Scheduled for Friday, August 19, 2005 07:00 PM-09:00 PM: (Cambridge/Oxford Room) Poster Presentation

Energy Expenditure Resulting from Physical Activity is Similar in Female Rhesus Monkeys (Macaca mulatta) Housed in Group Pens vs. Single Cages

E. L. Sullivan1,2, F. H. Koegler1 and J. L. Cameron1,2
1Oregon National Primate Research Center, 505 NW 18th Avenue, Beaverton, Oregon 97006, USA, 2Department of Physiol & Pharmacol, Oregon Health Sciences University
     To test the difference in energy expenditure resulting from physical activity in single-caged versus group housed monkeys, we measured physical activity by accelerometery in adult female rhesus monkeys housed in single cages (n = 17) and group pens (n = 12, 3.66m x 3.66m x 4.27m, with 1-4 other monkeys).
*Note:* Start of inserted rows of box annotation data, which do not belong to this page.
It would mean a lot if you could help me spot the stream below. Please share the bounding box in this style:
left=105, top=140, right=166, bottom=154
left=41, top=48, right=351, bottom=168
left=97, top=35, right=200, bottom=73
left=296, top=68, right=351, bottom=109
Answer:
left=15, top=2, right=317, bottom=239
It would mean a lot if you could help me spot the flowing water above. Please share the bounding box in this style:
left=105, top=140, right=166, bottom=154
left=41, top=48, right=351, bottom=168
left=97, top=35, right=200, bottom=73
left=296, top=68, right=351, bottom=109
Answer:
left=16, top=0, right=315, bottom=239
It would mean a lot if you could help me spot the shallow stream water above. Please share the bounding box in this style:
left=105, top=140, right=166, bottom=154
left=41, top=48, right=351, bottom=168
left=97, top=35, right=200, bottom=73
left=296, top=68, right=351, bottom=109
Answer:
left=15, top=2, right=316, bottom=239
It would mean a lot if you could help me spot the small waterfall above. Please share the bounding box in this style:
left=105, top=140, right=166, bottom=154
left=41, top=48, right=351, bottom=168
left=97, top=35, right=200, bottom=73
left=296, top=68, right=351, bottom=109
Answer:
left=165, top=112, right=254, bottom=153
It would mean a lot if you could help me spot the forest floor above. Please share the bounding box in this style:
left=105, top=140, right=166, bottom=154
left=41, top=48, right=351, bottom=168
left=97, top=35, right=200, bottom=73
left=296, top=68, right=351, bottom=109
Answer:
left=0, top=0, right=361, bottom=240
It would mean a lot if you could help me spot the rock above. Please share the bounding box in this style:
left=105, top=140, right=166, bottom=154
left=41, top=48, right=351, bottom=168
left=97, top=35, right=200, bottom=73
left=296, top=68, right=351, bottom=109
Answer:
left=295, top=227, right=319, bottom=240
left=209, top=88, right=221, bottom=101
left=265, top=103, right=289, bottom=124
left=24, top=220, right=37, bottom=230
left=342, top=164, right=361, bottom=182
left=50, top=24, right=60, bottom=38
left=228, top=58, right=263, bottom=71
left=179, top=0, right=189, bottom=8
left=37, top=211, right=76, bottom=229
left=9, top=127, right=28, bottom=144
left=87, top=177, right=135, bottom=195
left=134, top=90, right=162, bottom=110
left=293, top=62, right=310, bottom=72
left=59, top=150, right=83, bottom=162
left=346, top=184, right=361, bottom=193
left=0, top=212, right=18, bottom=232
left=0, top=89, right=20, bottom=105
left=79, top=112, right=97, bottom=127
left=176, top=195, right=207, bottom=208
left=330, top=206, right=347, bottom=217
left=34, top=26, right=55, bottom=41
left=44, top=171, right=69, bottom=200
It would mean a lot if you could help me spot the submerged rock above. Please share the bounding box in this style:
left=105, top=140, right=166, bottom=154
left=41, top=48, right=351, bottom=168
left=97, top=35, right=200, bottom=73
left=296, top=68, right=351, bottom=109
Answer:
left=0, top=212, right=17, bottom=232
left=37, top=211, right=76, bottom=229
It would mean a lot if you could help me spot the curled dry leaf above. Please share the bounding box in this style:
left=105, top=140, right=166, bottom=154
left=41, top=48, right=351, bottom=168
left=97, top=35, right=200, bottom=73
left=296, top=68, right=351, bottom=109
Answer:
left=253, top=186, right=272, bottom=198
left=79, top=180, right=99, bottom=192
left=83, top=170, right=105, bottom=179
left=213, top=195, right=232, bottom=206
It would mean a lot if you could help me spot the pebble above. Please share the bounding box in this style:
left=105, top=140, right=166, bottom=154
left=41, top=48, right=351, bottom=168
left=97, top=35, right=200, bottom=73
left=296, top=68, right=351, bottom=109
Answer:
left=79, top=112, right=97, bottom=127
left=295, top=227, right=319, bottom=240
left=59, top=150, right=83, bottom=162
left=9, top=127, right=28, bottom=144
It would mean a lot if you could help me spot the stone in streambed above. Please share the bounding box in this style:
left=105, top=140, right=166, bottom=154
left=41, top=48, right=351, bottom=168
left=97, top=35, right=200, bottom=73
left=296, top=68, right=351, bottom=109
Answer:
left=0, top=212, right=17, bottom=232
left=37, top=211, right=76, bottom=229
Accelerometers were mounted on collars. We found no difference in activity in monkeys living in single cages (281,000 activity counts/day) versus group pens (324,000 activity counts/day, P = 0.53). As activity is increasingly recognized as an important variable in the regulation of body weight, we further calibrated the accelerometers to determine the energy expenditure represented by each activity count. Monkeys housed in single cages were placed for a day in a metabolic cage and energy expenditure was measured by indirect calorimetry. Energy expenditure due to activity was calculated by subtracting basal metabolic rate from total energy expenditure at two times during the day, 2-3 PM and 6-7 PM. Energy expenditure due to physical activity per kilogram of body weight was calculated as 0.71 + 0.003*activity counts/hour. Results were similar at both times of day. Monitoring physical activity will be of interest to an increasing number of scientists as it is affected by many variables (sex, reproductive status, dominance rank, season), and its influence on an increasing number of physiological systems, including brain function, is becoming evident.